Good observations Ann. For the record, I was born in 1960 and three months (to the day) from today I will turn 61 years of age.
I remember those days well and agree wholeheartedly with your views. Matching the established ‘norm’ was a most important focus of the specific society in which I was raised. Where I was raised was a cookie cutter suburb on the East side of the greater Phoenix area before there were professional sports teams (well the SUNS may have existed by then, but if they did they gave game tickets away for free so the place didn’t seem so empty). My family went from struggling to get a new business up and running – to being somewhat affluent in our lower middleclass surroundings so memories are confused and contradictory, but for sure you put on your public face once outside the front door and everyone dressed alike and listened to the same music and had the same haircuts in the 60’s but in the 70’s cracks began to appear in our suburban utopia. Many families had older children who brought home ideas radical to the shelter we thought of as normal.
I am curious in which ways you found society more open back then?
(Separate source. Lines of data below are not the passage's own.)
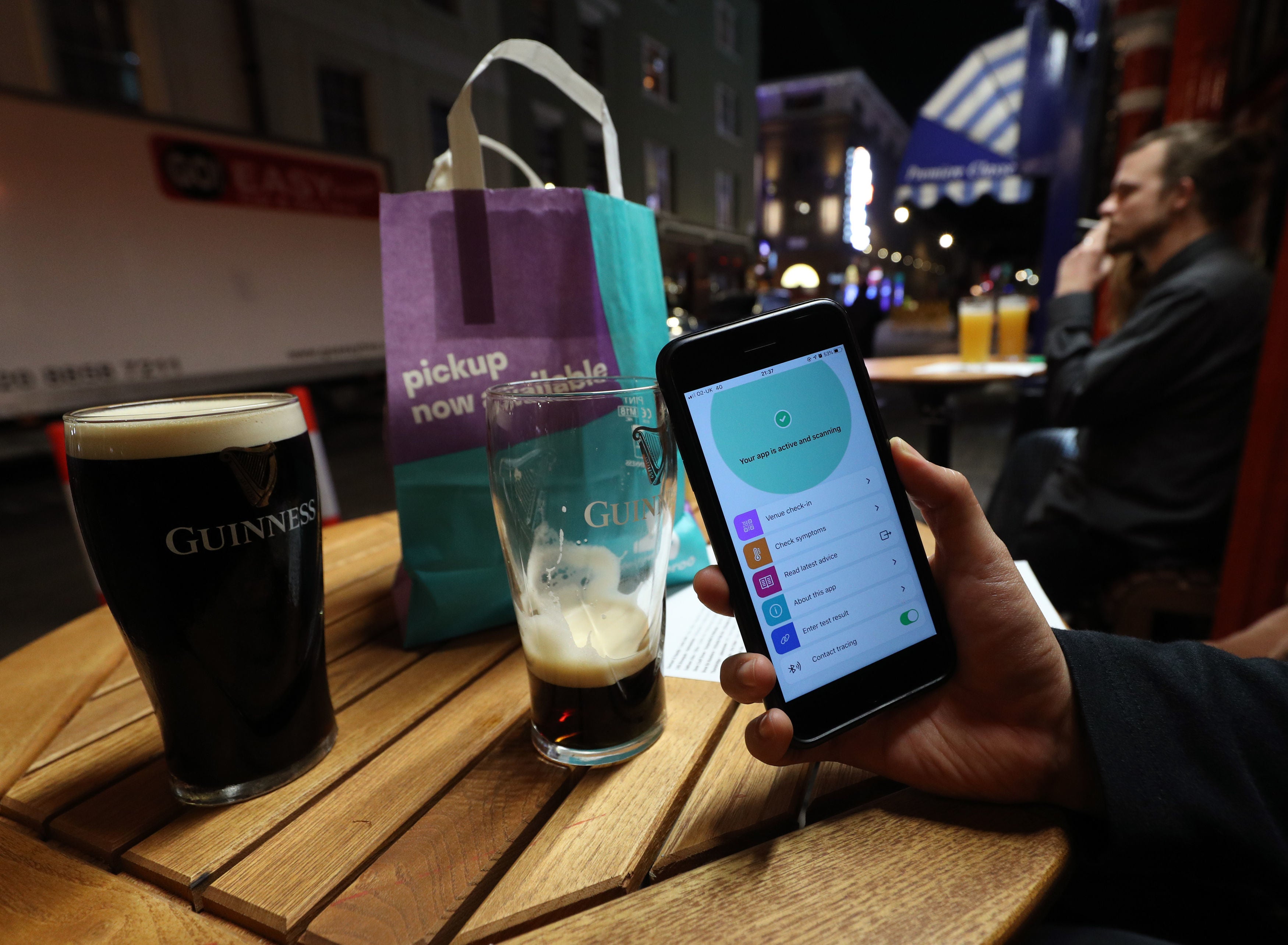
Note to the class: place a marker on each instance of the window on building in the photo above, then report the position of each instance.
(593, 53)
(659, 71)
(541, 21)
(548, 121)
(597, 172)
(727, 111)
(727, 28)
(92, 44)
(657, 178)
(344, 110)
(438, 139)
(727, 200)
(830, 214)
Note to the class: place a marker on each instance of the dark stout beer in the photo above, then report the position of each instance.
(598, 718)
(201, 521)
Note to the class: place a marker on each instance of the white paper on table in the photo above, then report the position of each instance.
(697, 640)
(1045, 604)
(1020, 369)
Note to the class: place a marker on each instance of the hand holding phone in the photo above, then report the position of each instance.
(1004, 728)
(785, 447)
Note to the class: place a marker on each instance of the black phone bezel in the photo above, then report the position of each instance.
(706, 358)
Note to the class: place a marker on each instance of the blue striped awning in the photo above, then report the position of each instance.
(965, 138)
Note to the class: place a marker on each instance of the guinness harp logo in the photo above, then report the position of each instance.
(255, 470)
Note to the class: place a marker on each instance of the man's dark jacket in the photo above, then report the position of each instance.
(1162, 405)
(1192, 748)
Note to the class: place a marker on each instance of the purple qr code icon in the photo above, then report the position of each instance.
(747, 526)
(765, 583)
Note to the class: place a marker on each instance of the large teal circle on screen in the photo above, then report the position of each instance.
(771, 455)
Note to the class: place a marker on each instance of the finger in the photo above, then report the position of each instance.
(747, 678)
(713, 590)
(769, 739)
(963, 535)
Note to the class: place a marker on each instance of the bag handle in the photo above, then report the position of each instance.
(441, 174)
(463, 134)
They surely accepted daytime drinking, and a man’s house was HIS castle. But we were discouraged to even think about options outside of our “American dream realized” reality. Teachers could only discuss communes or mind expanding experiences to demonstrate how they always lead to destruction. In fact, wholesome suburban Smithfield is pretty ideal compared to the inner city college setting of the previous book. Vic Harroway may be an immoral character delivering to the town’s collective vices – but he dresses well and can comport himself in a polite manner (although he never does in the book). Of course Smithfield would prefer him to the college radicals in their ratty clothes from The Godwulf Manuscript.
The superficial construct you mention Marge Bartlett viewing the world through is kind of remarkable. Who know what she was picturing, but learning Kevin is being kept in a nice clean environment rather than a dungeon is all it takes to satisfy her. (It might not ever occur to Marge that Kevin was not old enough to give consent and that a sexual predator was using him because he was well dressed, attractive, and clean. But she also surely saw Kevin as a possession, as chattel that belonged to her husband and herself.
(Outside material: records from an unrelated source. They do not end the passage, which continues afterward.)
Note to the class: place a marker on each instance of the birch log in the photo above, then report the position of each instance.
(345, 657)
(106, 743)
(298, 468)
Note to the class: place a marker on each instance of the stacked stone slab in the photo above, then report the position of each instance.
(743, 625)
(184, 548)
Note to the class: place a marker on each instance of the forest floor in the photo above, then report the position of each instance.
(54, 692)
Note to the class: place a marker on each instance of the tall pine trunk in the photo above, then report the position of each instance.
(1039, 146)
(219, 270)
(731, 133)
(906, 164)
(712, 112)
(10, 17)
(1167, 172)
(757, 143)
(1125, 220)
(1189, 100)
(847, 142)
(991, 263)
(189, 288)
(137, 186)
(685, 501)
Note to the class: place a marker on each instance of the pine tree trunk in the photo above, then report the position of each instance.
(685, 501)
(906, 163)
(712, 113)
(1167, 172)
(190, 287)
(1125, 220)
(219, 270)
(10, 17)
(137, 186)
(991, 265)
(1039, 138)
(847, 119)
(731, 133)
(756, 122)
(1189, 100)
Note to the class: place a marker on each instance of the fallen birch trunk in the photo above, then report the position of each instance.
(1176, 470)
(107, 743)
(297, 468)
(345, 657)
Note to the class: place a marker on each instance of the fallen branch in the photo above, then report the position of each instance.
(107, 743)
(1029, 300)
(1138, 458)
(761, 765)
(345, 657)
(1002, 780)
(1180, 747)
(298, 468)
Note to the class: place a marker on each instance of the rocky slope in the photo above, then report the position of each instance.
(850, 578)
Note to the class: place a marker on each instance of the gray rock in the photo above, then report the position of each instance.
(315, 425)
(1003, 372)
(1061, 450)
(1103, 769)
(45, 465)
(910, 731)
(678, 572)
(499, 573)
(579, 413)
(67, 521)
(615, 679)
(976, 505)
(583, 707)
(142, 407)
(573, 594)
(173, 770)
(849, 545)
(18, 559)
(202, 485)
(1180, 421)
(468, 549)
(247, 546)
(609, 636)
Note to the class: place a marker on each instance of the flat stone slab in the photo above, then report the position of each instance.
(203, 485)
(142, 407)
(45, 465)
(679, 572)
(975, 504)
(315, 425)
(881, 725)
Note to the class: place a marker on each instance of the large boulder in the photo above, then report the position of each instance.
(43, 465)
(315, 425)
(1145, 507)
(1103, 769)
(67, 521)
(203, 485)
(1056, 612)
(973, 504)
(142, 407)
I believe the whole point of the book is to accurately depict Parker’s own mother whom he had very complex feelings about. It seems Parker’s constant (in later books) reference to the Romantic age gives us insight into a part of the pain this book was written to address. The mother is attractive (but not as attractive as she believes – in chapter one she is proud of her very thin legs but Spenser thinks they are too thin) but she is not virtuous. She drinks too much and is a flirt with all men and according to Dolly goes beyond that on at least some occasion. Her friends admire her sense of style but she overplays her sexuality and it becomes a character flaw rather than an attribute. But all that to say that you are correct – that was just the time in which the story was set, but it was also just Marge Bartlett being her self-absorbed self. It seems like toward the end of the book he gave Roger and Margery a begrudging respect for what they were able deliver to the situation which was (eventually) a love that was self sacrificial. Up until them they only demonstrated a love that was - - well not conditional, but just a by-product of their own lives. In later books Spenser was cherished by his caregivers (**) but Kevin (and presumably Parker) felt like a tolerated accident of Marge and Rog’s marriage.
Taking this further, I believe Spenser is an idealized version of manhood; a two fisted man of action who doesn’t take shit off anyone, but also a poet with knowledge of the world, wisdom, and compassion. And I believe Parker wishes his women to all be as ideal as Spenser is. Like Susan Silverman, beautiful, wise, adventurous and capable – but with a respectable morality that informs all other aspects of her being. Parker shows quite a bit of tolerance for all human differences, but he is never particularly kind to mothers in my observations.
So much for keeping my yap shut. Okay, NOW I will remain silent and let others speak.